Patents as information sources

Patents are:

  • sources of legal information - who owns the right to manufacture a given invention in a given country.
  • sources of business information - competitive intelligence - What companies are working in a given field? Who are the prime inventors or experts in a field?
  • sources of technical information - they give the necessary information to replicate an invention. 

What may be patented?

  • Machines - includes means of production and consumer goods.
  • Manufactures - mainly consumer goods
  • Designs - e.g. packaging, decoration
  • Plants - agriculture, horticulture
  • Processes - including chemical ones
  • Compositions of matter - ie. chemical substances

Requirements for patentability

  • Novelty - The invention must be "new"; not existing in "prior art".
  • Unobviousness - The invention must not be obvious to an observer "skilled in the art".
  • Utility - The invention must be useful. You can't patent a compound; only a use for a compound.

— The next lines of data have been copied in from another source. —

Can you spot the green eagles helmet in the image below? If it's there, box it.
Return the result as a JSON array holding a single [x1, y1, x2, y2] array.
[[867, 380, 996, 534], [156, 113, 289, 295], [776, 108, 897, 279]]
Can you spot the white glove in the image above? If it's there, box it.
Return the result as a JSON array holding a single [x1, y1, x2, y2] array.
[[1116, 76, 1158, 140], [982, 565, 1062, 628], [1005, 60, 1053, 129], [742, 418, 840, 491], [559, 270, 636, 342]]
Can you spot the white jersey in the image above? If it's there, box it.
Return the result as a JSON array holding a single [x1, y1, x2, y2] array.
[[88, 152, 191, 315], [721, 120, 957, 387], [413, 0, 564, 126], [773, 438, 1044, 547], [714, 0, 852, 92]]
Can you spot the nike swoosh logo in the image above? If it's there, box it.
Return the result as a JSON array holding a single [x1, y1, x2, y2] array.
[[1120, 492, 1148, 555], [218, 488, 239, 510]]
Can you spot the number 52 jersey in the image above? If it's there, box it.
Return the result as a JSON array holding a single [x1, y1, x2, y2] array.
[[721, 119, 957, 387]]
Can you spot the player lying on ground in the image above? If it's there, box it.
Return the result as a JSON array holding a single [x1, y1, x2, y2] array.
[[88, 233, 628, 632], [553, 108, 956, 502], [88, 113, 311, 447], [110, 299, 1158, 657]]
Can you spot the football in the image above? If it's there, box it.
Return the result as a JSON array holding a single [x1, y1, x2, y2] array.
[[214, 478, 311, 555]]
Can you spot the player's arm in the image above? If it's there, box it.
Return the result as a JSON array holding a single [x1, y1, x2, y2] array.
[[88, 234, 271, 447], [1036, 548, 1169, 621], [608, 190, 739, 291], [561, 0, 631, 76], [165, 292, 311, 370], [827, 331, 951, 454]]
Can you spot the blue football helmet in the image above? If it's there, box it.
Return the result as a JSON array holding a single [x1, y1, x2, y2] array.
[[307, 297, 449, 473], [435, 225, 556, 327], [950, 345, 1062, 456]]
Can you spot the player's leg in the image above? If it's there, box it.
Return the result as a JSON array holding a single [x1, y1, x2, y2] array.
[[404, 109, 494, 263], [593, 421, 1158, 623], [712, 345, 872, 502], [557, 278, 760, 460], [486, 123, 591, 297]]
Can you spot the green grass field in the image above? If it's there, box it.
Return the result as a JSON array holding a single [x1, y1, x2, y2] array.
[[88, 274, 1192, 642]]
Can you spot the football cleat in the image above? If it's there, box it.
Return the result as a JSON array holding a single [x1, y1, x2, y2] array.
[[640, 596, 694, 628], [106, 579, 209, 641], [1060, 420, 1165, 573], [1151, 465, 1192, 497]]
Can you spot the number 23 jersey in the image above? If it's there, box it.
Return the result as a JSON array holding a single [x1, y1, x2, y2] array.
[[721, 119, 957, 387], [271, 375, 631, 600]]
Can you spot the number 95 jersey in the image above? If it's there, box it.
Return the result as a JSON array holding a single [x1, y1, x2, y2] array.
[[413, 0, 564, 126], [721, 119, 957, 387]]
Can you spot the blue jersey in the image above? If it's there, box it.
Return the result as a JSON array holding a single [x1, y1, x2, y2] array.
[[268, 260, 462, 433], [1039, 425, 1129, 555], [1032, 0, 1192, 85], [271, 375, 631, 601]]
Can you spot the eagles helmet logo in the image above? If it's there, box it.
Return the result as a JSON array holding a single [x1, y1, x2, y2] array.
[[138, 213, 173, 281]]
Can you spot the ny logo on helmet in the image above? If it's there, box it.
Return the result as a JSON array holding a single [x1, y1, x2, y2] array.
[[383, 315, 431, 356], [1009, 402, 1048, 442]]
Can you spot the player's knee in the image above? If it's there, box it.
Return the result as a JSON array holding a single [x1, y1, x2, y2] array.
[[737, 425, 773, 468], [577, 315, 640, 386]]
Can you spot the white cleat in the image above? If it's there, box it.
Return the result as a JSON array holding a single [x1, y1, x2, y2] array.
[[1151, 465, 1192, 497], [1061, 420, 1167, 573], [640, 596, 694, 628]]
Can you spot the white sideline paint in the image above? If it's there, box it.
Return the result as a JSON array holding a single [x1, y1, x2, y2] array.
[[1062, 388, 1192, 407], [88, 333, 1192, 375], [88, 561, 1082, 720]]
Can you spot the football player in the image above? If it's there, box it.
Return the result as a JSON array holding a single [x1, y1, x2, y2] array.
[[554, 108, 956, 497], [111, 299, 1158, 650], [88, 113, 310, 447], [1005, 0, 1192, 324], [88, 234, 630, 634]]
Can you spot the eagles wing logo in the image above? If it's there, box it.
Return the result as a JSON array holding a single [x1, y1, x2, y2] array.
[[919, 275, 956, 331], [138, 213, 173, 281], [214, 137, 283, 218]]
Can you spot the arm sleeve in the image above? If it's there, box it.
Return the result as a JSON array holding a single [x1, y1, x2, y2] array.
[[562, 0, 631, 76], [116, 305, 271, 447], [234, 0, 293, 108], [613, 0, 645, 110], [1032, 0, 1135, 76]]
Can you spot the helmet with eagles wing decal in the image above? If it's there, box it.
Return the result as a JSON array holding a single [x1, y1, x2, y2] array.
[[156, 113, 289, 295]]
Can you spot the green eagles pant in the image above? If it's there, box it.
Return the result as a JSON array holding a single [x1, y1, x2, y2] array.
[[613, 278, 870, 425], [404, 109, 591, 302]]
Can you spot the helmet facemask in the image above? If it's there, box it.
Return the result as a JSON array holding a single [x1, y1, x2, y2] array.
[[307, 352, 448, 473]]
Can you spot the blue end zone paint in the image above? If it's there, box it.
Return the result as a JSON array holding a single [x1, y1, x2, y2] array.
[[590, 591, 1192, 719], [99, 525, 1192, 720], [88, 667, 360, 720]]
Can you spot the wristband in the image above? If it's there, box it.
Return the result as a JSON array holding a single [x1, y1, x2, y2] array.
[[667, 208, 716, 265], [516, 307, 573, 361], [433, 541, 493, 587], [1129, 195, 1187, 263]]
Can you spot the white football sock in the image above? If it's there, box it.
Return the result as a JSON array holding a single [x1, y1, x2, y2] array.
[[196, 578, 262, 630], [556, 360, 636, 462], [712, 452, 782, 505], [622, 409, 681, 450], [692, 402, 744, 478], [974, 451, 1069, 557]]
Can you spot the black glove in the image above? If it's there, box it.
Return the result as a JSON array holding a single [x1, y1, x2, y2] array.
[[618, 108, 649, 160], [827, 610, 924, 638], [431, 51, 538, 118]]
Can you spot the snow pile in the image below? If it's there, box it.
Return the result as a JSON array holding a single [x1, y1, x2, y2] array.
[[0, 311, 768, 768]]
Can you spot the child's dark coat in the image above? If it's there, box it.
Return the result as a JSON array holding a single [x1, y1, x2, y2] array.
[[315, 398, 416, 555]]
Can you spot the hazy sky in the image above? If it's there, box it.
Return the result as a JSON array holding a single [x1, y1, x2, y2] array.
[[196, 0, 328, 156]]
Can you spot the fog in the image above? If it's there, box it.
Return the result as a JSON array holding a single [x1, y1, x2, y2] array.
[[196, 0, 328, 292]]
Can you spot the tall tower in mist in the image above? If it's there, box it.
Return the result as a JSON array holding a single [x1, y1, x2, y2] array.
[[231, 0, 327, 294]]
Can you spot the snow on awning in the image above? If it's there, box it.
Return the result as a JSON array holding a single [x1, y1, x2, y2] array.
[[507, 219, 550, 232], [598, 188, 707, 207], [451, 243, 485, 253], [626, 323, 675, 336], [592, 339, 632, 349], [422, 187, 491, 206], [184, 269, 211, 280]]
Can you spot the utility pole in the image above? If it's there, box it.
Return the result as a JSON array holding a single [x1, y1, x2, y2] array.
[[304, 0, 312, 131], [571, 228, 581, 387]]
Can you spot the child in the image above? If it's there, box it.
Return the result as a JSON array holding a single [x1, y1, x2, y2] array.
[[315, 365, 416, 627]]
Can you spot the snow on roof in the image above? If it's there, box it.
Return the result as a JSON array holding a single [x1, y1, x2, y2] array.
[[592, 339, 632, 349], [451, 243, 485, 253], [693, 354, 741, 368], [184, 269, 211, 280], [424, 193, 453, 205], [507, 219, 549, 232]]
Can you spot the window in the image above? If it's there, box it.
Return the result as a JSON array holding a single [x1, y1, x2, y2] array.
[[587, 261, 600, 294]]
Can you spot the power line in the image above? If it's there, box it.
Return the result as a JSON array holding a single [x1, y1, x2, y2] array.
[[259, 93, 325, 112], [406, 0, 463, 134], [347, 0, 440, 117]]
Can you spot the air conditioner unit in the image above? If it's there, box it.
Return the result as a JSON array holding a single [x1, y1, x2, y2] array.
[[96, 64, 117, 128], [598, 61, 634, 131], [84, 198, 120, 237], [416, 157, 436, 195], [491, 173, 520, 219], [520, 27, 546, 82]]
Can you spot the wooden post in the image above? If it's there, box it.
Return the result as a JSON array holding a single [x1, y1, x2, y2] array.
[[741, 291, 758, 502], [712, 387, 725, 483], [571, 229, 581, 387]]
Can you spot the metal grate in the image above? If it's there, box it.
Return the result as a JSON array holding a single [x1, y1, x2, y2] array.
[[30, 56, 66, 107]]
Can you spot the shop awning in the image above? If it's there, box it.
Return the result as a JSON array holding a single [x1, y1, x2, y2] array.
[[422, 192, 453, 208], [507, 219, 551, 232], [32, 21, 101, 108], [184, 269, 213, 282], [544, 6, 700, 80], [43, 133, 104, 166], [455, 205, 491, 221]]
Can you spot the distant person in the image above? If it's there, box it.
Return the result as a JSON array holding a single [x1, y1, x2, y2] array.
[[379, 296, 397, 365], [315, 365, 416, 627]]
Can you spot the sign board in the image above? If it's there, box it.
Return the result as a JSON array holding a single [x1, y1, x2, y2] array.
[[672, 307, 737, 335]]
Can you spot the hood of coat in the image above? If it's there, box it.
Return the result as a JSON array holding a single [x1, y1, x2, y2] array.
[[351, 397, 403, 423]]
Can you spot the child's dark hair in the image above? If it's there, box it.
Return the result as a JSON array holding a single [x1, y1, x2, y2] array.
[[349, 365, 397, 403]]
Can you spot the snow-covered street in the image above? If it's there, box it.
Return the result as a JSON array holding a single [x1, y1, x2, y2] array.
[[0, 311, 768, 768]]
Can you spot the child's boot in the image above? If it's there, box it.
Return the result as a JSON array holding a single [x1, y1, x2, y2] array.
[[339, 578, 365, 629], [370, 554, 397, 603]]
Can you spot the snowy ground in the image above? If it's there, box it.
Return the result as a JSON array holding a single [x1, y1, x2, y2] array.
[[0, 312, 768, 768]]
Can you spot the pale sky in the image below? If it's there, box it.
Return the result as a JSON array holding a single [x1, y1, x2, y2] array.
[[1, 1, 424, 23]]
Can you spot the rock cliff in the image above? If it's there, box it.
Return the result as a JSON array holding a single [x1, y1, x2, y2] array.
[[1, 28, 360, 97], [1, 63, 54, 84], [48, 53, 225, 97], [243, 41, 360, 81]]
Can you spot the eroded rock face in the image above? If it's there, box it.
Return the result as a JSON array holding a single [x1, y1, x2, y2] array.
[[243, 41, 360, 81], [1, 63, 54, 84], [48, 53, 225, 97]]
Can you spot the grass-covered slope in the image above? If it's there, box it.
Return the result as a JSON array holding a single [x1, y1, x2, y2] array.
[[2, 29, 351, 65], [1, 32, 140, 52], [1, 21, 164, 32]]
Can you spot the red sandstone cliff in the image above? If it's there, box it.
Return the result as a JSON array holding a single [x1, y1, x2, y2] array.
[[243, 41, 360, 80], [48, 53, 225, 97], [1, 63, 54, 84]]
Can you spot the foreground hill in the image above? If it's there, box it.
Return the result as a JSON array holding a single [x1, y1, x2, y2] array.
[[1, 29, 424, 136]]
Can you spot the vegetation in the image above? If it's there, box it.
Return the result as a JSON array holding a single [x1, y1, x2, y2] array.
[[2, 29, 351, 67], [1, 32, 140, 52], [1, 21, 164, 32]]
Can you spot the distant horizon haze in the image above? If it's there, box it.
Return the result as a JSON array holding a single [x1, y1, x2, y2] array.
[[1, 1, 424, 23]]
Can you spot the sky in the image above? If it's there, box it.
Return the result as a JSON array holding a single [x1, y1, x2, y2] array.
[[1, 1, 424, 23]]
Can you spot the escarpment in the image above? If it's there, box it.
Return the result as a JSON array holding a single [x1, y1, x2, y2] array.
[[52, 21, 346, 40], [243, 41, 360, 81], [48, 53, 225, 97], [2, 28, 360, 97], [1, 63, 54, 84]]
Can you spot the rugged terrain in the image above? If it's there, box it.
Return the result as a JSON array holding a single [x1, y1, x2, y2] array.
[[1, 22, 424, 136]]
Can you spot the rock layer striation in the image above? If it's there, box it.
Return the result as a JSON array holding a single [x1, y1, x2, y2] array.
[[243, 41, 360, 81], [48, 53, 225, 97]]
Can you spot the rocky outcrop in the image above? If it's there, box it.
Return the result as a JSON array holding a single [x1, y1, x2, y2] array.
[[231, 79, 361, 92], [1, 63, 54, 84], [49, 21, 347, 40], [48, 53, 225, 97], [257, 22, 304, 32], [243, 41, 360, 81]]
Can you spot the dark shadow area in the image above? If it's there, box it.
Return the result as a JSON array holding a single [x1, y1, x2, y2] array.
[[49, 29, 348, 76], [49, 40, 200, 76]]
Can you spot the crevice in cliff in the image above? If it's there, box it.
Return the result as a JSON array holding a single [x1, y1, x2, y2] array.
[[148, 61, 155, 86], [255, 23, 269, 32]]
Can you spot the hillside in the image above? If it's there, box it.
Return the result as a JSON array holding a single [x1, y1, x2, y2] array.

Sources of Patent Information

Several Web patent databases are available:

The US Patent and Trademark Office has its own bibliographic database at http://patents.uspto.gov/. This site has full text and page images back to 1976. Patents from 1790 to 1975 may be searched by patent number and subject classification only, and displayed as page images. Note: Images are currently in Quick Time Image (TIFF) format and require a special viewer which can be downloaded free of charge.

The European Patent Office has Esp@cenet,  at http://ep.espacenet.com/ which allows searching of European, WIPO, Japanese, and worldwide patents in general. Fulltext of patents is available free online for the last ten years. Note that the full text is in a format which is difficult to print (A4 size paper). Earlier years are stored offline and may be ordered.

Patents are not usually as reliable as journal papers as a source of information. There are two main reasons for this: It is in the interest of the inventor to claim as much as possible. For this reason, it is wise to only follow the examples given and not the claims if you are doing synthesis. Also, as it is up to the assignee to protect the patent from infringement some important pieces of information are withheld and the language (“legalese”) is very difficult to follow.

Personal Communications - "The Invisible College"

  • While, technically speaking, personal communications between researchers may not be publications themselves, they are frequently cited in journal articles and elsewhere.
  • Networking between scientists in a given field can be extremely important. This peer-to-peer network is sometimes referred to as the "invisible college" - the worldwide college without walls that joins researchers in related fields.
  • Being active in scholarly societies (e.g. CSC, ACS) and communicating with your colleagues is vital to stay on top of your field!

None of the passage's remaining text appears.